HL7 / kindling

FHIR Publisher
Other
4 stars 11 forks source link

Switch remaining R5 Turtle RDF generation to TurtleParser implementation #148

Open tmprd opened 1 year ago

tmprd commented 1 year ago

Fixes these issues and also missing type annotations on profiles (ex. https://www.hl7.org/fhir/actordefinition.profile.ttl.html)

This simply switches some of the example generators to the R5+ TurtleParser instead of the RdfParser used before R5.

dbooth-boston commented 8 months ago

@tmprd could you please update this to the latest base branch, and then let's see if we can get @grahamegrieve 's attention to merge it into main.

markiantorno commented 8 months ago

If you update to the latest so we can merge without conflicts, I will assist in getting this through the pipeline. @balhoff

@dotasek fyi

tmprd commented 7 months ago

It looks like this is no longer producing this file: baseFileName + ".ttl"
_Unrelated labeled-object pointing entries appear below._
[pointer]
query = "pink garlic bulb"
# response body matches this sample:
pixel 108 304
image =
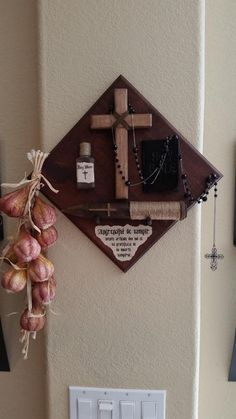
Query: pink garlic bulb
pixel 14 280
pixel 26 247
pixel 10 255
pixel 40 269
pixel 44 292
pixel 33 324
pixel 47 237
pixel 13 204
pixel 43 215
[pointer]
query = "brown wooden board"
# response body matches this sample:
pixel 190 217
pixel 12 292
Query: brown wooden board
pixel 60 168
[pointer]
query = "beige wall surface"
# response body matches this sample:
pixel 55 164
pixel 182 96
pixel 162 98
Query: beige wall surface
pixel 138 329
pixel 22 391
pixel 217 395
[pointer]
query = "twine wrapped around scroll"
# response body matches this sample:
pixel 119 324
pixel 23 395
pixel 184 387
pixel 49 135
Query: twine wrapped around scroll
pixel 162 210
It does look like the parser has been switched, but was it intended to still output that file?

Thanks for your review @dotasek Expanding the changes shows where this file is produced now: https://github.com/HL7/kindling/pull/148/files#diff-0b45ecac1a10eb5075600a7cb0da87b7531c1c2795f7d2519db5a50e1d440a42R4495-R4506

I double checked the turtle files that were generated from this, and it only outputs files for R5. Is that expected? That is what I intended. It's not clear to me how different versions of FHIR are published as part of this process, and whether its possible to update older versions from this code.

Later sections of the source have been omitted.